И я понял, что все кончено. Мне сделалось тоже смешно, я испытал облегчение, почти безразличие к Дине. С того дня жизнь моя понемногу наладилась, не оставив в душе и следа от прежних мук. Мы опять продолжали дружить с Диной, но это стала иная, нежели раньше, дружба - товарищеская. Опять я надолго ушел в свои мальчишеские интересы - словом, зажил обычной, нормальной жизнью подростка. Однако с тех пор меня не покидало предчувствие новой вспышки, и она была у меня, только уже не Дина явилась ее причиною, а иная, женщина, имя которой называть я воздержусь, потому что, собственно, речь не о ней. Но я благодарен и Дине. Кто знает, была бы следующая вспышка так ослепительна, не будь первой, робко, стыдливо сверкнувшей на рассвете жизни и тут же погасшей. Это одна из бесчисленных тайн, и разгадать ее никому не дано...

"Спасибо тебе, Дина, - думаю я, глядя в сумрак ночи - на луг, на полоску леса, на колыханье смутного блеска воды. - Будь счастлива".

Дома, улегшись на диване, снова памятью я возвращаюсь к Касатке, она полностью овладевает моим воображением.

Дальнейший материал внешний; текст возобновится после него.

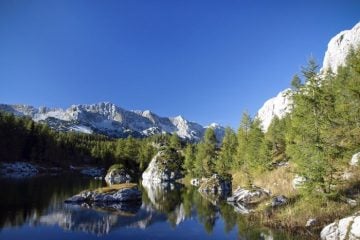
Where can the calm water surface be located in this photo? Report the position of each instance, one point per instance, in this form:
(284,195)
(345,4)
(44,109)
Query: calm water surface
(34,209)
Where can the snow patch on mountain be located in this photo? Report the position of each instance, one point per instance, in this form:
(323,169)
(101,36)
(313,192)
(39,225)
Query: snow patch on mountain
(339,47)
(108,119)
(335,56)
(277,106)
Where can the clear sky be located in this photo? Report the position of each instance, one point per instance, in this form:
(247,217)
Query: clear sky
(206,60)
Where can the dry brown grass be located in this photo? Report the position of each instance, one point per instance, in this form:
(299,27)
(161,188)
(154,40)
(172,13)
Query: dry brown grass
(278,181)
(294,216)
(115,187)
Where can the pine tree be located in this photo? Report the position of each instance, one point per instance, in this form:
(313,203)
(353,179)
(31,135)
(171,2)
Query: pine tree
(189,162)
(175,141)
(206,154)
(242,139)
(227,154)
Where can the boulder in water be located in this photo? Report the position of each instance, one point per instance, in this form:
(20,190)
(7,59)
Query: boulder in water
(117,174)
(164,167)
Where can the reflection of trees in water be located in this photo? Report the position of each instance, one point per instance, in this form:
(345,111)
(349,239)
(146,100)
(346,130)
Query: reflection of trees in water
(23,199)
(40,201)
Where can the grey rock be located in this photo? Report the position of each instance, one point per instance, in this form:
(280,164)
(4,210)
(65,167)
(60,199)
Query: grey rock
(116,176)
(249,196)
(92,171)
(195,182)
(298,181)
(345,228)
(355,159)
(122,195)
(162,170)
(18,170)
(311,222)
(215,185)
(279,201)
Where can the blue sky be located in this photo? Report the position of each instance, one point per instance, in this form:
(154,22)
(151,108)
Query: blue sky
(206,60)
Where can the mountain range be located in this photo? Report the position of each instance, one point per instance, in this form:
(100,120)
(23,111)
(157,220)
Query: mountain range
(113,121)
(335,56)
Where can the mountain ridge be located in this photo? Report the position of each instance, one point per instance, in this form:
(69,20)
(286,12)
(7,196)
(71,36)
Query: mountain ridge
(111,120)
(338,48)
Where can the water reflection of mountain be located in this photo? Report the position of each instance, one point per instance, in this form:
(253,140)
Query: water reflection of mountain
(39,202)
(159,204)
(25,199)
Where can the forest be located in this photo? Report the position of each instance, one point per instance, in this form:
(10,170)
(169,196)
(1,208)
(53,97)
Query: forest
(318,137)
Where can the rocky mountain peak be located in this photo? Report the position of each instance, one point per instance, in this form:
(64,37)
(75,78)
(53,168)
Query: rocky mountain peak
(335,56)
(340,46)
(108,119)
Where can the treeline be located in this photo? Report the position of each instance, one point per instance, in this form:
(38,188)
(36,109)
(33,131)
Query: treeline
(318,136)
(22,139)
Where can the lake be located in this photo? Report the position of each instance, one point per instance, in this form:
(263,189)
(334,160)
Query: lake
(33,208)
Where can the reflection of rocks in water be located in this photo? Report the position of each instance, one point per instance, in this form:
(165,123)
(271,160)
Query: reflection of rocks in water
(76,218)
(240,207)
(80,219)
(163,196)
(122,208)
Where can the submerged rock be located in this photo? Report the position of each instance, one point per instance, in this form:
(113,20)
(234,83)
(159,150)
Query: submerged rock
(216,185)
(246,196)
(195,182)
(162,169)
(18,170)
(298,181)
(279,201)
(311,222)
(355,159)
(92,171)
(117,175)
(346,228)
(240,207)
(119,193)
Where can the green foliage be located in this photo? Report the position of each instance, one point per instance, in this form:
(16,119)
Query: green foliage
(116,166)
(175,141)
(189,161)
(21,139)
(276,140)
(206,154)
(227,154)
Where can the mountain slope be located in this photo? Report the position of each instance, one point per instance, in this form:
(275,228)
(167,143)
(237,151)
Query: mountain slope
(111,120)
(335,56)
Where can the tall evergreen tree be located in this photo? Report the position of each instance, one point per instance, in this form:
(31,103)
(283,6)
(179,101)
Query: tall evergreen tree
(206,154)
(227,154)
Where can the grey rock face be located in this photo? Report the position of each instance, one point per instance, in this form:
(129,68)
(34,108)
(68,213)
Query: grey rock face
(247,196)
(215,185)
(18,170)
(161,170)
(108,119)
(345,228)
(122,195)
(116,176)
(279,201)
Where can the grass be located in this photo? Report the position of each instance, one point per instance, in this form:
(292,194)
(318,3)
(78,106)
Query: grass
(301,208)
(115,187)
(278,181)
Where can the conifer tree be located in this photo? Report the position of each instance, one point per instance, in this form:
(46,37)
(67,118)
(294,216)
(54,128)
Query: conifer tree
(227,154)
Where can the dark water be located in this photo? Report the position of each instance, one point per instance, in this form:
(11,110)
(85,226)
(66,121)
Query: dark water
(34,209)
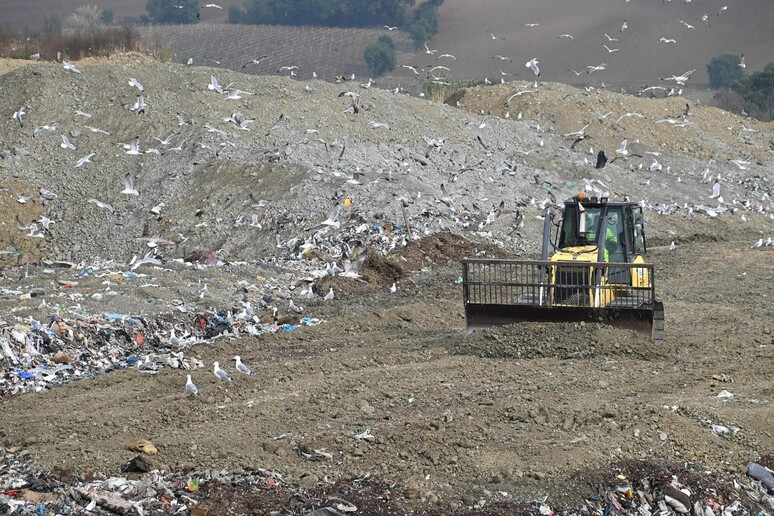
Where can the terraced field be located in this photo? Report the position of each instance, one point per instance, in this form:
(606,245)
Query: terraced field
(326,51)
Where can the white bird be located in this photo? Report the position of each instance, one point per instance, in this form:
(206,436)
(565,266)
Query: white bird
(680,79)
(129,186)
(97,130)
(46,222)
(134,82)
(241,367)
(234,94)
(85,159)
(18,114)
(292,307)
(139,105)
(214,85)
(190,387)
(69,66)
(622,150)
(102,205)
(134,147)
(715,190)
(51,126)
(220,373)
(533,64)
(66,143)
(626,115)
(331,221)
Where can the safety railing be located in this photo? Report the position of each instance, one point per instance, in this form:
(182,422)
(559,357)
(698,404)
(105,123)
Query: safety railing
(558,284)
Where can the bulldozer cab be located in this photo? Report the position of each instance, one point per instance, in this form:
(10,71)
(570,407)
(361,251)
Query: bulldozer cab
(615,227)
(596,272)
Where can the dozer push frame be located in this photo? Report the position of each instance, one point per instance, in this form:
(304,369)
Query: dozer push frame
(597,273)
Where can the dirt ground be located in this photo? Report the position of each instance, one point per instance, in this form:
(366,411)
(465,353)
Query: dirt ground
(390,385)
(388,403)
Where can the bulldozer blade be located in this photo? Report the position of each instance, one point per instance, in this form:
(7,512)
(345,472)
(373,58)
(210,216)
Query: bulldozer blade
(648,321)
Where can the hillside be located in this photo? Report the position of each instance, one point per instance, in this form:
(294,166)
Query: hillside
(523,30)
(300,130)
(372,396)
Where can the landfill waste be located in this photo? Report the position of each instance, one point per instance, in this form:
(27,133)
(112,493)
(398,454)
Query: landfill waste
(634,488)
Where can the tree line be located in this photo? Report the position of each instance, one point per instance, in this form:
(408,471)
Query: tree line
(752,93)
(327,13)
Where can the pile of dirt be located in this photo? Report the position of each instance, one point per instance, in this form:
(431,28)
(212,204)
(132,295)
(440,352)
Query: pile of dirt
(388,386)
(557,340)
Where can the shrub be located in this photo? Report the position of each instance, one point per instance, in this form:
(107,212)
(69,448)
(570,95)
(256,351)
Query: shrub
(380,56)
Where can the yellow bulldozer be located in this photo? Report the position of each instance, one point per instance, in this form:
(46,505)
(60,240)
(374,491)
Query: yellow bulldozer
(596,273)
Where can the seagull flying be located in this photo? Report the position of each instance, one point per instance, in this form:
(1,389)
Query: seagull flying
(220,373)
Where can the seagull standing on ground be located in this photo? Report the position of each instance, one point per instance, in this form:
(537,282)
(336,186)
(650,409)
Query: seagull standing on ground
(533,64)
(134,82)
(241,367)
(129,186)
(715,190)
(69,66)
(190,387)
(18,114)
(66,143)
(220,373)
(85,159)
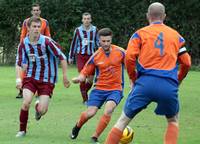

Солнечный предосенний день. Ни одной тучки, голубизна... Но Касатка с опаскою поглядывает на безмятежное небо, крестится и молча выдергивает из земли пучки восковой, терпко пахнущей конопли с точками семян в метелках, осторожно, чтобы они все не высыпались, складывает коноплю в сноп. Возле нее, молча и так же с выжиданием поглядывая в небо, так же мелко крестясь, работает бабушка: белый платок, латаная старушечья кофточка, сухие, с прозрачной кожей руки, ссохшаяся маленькая фигурка, прямой нос на продолговатом узком лице, белые, как соль, волосы... В сравнении с Касаткой она кажется хрупкой, не вовремя поседевшей, старенькой девочкой. Я стою на коленях, вылущиваю из метелок серые семена и с удовольствием ем их. Они трещат, похрустывают на зубах.